By now you’ve seen Susan Boyle shock the judges on Britain’s Got Talent, the UK equivalent of American Idol. She sings “I Dreamed A Dream” from Les Miserables, a fitting choice in this context. I agree with the judge who said that the audience was against her – I imagine she included herself in that indictment. If I am honest with myself, I felt something like that too – a kind of perverse anticipation that she would be laughed off the stage. I don’t like that in myself; I didn’t like seeing it in the audience, and I suspect it is why we delighted in seeing her performace in such a stark contrast to that anticipated failure. The judge called it a “wake up call,” but I wonder what we are waking up from… The idea that someone like Boyle could have such a beautiful voice. We ofen cheer for the underdog, but we also don’t mind seeing people embarassed in their failures, and we find it entertaining. We have become accustomed to being entertained by what this perfomance could have been, what we fully expected it to be, to seeing people humiliated.Do we see how we are changed by how we choose to be entertained?

1 Comment

  1. I think you are right on.
    I loved watching the change come over the audience and the judges as she sang and then watching her as the cheered. She did not expect to be accepted much less loved, but she was there anyways.
    I felt convicted.
    As I think about the situation, especially as I read articles about her performance, I wonder what if she did not have a beautiful voice?
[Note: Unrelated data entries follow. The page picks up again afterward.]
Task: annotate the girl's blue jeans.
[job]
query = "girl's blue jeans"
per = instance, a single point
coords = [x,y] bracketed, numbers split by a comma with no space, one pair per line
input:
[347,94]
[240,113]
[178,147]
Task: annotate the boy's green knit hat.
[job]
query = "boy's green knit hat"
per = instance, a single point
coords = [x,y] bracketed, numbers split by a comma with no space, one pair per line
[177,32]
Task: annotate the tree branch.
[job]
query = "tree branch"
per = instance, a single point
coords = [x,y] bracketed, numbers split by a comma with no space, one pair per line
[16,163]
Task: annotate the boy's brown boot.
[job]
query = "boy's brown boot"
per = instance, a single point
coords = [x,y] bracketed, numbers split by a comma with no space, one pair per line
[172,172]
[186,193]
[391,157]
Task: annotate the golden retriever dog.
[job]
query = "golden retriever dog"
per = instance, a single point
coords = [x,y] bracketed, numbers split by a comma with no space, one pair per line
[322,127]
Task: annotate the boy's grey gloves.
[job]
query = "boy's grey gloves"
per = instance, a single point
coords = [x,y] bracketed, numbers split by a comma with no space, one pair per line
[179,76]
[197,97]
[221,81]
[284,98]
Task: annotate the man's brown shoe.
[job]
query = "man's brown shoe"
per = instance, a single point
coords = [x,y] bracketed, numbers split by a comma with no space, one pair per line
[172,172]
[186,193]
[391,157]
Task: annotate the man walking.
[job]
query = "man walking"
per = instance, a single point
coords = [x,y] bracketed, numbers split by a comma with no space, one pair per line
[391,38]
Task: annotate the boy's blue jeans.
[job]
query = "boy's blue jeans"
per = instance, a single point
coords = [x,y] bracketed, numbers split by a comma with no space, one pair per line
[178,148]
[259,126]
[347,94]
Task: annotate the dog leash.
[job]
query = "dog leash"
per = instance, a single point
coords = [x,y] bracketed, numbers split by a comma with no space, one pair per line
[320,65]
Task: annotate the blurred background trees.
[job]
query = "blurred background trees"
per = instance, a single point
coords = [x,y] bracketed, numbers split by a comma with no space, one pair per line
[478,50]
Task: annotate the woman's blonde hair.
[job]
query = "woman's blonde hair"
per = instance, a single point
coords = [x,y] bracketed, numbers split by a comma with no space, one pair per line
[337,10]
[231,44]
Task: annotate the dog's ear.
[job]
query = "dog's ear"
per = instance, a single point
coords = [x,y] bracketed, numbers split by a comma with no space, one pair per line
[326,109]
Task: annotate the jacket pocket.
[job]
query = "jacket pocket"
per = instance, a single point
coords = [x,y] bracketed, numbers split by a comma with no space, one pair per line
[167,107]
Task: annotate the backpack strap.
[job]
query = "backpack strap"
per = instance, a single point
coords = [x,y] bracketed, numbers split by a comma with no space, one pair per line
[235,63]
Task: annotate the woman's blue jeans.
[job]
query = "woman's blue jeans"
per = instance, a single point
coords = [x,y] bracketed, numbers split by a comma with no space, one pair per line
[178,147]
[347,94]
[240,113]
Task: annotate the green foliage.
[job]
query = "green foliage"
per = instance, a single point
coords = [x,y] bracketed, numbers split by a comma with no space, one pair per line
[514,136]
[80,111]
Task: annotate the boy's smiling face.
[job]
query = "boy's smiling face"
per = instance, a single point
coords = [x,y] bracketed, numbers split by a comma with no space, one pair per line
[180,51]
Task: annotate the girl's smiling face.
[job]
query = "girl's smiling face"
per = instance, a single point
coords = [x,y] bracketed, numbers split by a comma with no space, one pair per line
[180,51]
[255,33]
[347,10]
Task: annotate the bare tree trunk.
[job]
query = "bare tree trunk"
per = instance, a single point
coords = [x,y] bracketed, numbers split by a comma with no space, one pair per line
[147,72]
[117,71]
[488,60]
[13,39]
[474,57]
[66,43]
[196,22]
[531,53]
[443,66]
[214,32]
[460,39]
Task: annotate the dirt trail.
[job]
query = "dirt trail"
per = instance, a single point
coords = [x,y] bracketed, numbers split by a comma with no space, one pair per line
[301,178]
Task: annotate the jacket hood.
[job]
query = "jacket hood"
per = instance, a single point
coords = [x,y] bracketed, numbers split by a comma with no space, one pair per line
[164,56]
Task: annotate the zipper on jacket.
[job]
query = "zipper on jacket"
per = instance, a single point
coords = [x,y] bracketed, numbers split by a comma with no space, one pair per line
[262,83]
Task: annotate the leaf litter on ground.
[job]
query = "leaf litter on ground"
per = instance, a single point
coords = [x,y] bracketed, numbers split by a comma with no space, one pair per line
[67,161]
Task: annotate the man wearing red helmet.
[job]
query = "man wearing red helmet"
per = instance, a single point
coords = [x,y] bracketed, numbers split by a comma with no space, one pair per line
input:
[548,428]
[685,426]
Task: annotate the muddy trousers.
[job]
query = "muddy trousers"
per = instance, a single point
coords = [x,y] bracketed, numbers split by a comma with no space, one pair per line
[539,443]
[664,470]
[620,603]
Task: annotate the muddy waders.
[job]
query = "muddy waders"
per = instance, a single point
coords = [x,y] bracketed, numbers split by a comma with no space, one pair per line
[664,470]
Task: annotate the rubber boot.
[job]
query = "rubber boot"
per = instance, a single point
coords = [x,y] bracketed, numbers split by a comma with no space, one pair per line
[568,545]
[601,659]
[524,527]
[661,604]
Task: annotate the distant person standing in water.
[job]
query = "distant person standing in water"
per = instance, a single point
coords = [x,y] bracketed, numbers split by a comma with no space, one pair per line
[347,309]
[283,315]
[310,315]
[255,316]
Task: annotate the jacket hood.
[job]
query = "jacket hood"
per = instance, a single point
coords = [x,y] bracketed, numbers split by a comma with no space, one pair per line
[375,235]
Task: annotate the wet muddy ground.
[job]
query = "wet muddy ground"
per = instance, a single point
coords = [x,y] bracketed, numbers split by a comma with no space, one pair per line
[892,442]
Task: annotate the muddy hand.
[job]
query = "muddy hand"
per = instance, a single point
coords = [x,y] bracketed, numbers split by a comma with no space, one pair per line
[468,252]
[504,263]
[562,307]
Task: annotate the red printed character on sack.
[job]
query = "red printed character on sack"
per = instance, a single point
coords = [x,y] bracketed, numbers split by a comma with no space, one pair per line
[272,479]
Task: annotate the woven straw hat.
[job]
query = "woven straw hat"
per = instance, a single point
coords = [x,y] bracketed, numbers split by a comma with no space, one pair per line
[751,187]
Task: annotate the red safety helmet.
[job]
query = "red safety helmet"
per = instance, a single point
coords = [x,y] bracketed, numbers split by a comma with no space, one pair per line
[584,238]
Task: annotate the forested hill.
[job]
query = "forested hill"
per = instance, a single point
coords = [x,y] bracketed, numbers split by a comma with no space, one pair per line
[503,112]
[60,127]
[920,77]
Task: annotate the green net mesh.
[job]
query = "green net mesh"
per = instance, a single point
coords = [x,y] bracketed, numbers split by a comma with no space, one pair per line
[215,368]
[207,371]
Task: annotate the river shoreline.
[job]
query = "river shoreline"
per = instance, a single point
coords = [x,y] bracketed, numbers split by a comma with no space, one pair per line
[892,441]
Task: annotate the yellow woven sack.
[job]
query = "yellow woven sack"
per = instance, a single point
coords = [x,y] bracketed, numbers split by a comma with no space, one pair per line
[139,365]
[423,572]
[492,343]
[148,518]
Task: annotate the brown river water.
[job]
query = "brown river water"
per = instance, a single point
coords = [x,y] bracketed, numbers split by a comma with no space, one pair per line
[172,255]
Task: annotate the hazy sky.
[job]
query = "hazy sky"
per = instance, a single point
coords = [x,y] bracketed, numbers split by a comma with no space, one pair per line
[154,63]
Would she then have deserved the laughter?
    She is so popular because, though she does not meet our cultural standards in one way yet she exceeds them in another – her voice.
    I would say, of course she does not deserve to be laughed at, but when I’m honest with myself I know, as she sang in the song, I can be one of the tigers who come at night when I find entertainment in those who do poorly on such shows.
    More and more what I am loving about her is that she seems comfortable as herself and I hope Hollywood doesn’t get ahold of her and ruin that. She was not afraid to be herself – to show up.
    I actually hope that might be part of what we learn from her.